Klo is on a mission to help refugees in Utica as the executive director of the Midtown Utica Community Center, or “MUCC.”

The center is helping Mway’s family during what is an extrenely difficult time of mourning, investigations and unrest.

What You Need To Know

  •  The Midtown Utica Community Center is offering support to the family of Nyah Mway and the community

  • The center is connecting people with economic and legal resources, programming to mitigate youth trauma, mental health support and more

  • The center's executive director said the shooting, and what has unfolded after, has shown the need for accountability, justice and cultural competency at all levels

“His family described him as a playful, funny kid who likes to, like, joke around. His family has shared videos of him just being silly," said Klo.
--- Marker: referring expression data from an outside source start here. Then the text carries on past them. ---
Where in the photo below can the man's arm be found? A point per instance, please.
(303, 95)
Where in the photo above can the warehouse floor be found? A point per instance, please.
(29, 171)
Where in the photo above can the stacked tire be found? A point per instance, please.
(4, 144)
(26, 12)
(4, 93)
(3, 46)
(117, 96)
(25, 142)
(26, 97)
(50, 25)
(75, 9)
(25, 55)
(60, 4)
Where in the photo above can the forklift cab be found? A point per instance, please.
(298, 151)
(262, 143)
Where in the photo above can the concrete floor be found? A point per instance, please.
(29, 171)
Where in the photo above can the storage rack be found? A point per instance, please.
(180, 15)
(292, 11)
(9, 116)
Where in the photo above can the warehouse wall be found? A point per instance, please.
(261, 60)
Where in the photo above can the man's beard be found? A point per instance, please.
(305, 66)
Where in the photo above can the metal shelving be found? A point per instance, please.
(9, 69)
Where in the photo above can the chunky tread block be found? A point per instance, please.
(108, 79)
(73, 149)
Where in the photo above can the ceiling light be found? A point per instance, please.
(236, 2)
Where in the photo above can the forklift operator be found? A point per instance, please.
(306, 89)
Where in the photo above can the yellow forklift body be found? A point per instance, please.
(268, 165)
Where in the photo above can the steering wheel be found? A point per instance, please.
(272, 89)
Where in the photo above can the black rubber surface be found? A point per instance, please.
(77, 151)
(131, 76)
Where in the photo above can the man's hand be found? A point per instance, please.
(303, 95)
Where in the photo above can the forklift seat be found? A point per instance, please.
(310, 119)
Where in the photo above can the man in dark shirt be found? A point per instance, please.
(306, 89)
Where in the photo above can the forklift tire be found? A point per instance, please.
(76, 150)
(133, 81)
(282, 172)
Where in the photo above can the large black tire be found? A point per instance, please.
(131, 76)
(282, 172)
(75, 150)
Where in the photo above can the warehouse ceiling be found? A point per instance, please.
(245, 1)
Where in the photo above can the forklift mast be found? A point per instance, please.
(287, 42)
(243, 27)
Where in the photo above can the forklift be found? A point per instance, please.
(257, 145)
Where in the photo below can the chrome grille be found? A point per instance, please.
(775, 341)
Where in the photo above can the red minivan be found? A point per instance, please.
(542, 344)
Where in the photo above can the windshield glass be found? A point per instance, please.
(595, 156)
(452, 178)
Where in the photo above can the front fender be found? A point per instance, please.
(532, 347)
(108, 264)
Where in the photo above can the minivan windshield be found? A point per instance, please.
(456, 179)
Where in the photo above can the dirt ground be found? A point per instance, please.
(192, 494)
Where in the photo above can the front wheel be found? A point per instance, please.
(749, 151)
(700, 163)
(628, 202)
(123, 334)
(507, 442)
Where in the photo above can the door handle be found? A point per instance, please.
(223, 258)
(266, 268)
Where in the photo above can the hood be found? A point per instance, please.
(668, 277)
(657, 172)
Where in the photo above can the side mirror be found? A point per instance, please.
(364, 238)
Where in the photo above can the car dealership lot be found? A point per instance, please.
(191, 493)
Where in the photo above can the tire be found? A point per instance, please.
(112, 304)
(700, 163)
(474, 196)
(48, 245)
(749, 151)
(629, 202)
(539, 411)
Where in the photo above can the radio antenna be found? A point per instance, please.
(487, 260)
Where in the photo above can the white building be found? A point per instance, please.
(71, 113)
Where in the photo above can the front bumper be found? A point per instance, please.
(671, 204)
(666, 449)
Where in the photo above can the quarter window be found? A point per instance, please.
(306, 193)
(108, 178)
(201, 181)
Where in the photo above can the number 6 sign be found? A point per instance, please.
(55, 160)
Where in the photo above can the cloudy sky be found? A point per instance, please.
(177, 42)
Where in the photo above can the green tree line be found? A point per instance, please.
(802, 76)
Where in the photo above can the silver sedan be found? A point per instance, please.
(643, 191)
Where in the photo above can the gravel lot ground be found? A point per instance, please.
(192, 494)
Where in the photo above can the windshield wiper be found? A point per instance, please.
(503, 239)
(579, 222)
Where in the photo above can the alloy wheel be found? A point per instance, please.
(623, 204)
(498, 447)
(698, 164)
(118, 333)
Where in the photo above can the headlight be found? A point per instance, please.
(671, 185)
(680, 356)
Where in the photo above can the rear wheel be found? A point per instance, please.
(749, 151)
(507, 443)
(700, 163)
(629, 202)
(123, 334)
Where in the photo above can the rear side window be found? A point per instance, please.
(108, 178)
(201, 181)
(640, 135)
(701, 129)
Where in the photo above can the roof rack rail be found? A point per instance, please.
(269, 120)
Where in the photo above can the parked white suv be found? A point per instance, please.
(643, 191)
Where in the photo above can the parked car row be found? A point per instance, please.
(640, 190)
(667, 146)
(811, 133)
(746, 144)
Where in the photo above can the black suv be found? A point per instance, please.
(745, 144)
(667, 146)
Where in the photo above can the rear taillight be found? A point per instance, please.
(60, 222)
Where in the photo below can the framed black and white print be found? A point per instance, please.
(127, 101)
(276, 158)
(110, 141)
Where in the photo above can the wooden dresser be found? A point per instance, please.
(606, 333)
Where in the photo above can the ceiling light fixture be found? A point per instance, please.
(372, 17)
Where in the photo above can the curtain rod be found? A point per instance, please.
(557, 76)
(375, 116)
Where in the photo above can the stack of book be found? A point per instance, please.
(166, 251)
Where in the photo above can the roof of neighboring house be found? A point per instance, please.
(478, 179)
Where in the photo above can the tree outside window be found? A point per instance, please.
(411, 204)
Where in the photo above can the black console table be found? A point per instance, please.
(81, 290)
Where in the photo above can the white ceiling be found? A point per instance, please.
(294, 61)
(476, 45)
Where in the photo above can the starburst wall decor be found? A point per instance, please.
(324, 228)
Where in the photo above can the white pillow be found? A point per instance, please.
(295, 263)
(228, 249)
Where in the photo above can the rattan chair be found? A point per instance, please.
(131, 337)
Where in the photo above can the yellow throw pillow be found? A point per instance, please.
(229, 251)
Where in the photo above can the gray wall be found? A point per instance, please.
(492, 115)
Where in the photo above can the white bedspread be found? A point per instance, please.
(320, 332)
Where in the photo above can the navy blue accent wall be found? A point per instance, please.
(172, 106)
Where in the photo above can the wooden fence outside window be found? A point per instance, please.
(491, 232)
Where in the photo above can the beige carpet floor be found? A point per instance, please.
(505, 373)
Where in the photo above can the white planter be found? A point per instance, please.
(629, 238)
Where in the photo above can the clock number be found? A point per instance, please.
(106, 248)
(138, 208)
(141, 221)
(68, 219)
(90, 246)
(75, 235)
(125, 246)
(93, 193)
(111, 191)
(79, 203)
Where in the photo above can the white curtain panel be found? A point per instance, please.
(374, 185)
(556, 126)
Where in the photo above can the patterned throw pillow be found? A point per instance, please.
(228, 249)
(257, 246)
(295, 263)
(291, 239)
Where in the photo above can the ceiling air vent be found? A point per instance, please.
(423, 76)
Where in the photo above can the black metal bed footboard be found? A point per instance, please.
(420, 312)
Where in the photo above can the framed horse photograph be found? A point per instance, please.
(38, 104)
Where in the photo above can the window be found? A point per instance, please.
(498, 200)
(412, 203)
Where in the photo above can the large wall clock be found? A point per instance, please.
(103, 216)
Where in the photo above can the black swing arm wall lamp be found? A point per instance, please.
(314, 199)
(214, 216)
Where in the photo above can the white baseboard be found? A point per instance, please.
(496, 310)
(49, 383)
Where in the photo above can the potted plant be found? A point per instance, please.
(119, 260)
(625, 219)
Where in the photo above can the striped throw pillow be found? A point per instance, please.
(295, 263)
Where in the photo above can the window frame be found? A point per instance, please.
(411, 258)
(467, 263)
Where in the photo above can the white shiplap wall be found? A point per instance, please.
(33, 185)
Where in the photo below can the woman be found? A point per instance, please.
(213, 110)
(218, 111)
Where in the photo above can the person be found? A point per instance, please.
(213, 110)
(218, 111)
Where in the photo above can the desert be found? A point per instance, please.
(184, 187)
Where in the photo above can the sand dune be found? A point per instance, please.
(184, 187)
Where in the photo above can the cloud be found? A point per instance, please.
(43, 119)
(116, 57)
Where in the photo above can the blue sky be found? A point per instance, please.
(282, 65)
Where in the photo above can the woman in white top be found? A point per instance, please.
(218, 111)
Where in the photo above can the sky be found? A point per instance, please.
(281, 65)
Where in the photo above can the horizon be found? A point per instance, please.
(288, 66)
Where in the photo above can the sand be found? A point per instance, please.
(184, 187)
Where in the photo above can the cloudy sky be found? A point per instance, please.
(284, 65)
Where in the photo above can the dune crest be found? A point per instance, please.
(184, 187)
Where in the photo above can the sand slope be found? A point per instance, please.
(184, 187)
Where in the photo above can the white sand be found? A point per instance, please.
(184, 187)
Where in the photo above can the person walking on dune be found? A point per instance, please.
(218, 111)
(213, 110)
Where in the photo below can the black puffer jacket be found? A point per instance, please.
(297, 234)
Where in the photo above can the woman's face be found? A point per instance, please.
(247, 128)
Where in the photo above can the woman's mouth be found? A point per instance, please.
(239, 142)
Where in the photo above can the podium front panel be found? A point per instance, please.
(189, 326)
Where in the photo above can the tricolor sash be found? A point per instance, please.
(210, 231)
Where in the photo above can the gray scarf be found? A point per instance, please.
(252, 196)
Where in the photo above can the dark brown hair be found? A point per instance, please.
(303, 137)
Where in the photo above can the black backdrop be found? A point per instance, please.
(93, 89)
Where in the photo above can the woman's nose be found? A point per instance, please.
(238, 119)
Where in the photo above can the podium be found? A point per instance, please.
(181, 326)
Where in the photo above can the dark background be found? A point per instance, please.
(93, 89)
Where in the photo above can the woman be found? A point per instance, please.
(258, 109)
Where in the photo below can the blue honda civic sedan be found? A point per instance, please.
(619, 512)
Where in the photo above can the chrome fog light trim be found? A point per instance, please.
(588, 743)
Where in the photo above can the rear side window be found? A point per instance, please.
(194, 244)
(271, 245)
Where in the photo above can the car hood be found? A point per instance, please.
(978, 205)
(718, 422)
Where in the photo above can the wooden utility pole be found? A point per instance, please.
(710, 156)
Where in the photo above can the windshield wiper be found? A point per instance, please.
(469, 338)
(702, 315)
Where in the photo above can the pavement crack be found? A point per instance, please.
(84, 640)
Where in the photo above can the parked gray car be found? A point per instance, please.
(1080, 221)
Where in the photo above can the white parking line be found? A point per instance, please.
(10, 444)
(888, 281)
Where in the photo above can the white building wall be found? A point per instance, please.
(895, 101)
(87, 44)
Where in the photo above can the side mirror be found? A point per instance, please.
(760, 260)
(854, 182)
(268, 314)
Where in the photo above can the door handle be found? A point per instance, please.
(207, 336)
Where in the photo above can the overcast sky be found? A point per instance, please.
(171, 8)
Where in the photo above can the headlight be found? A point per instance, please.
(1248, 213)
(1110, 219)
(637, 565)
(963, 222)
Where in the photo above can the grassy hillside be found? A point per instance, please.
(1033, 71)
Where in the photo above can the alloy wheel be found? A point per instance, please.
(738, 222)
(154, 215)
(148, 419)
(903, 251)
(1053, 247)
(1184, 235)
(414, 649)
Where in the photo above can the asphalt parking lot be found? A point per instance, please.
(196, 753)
Body camera footage released by police shows officers screaming “gun” before one tackles and punches Mway, and another officer opens fire. The teen, a refugee born in Myanmar and member of the Karen ethnic minority, had just graduated from middle school. He was shot in the chest and died at the hospital. He was recently laid to rest in Utica. 

MUCC is connecting Mways’ family and the community to economic resources, legal resources, programming to mitigate youth trauma and mental health support, among other things.

“There's a lot of layers because of the cultural language, economic barriers and we've just been doing the best that we can to piece everything together so that our community has the resources that they need to be OK again," Klo said.

Klo said there has been distrust between refugees and police, but the difference is this incident was caught on camera and gained international publicity.

Many people have criticized Mway for running from police, but Klo says it’s important to keep cultural contexts in mind.  

“Coming from a war-torn country, when you see the military or law enforcement, you run or you die. Our parents come from a war-torn country that has witnessed our villages being burned, children being shot down," Klo said.

Klo said the shooting and what has unfolded after has shown the need for accountability, justice and cultural competency at all levels.

She said the Midtown Utica Community Center appreciates support right now, and can be contacted at info@midtownutica.org.

The state attorney general’s office is investigating the shooting.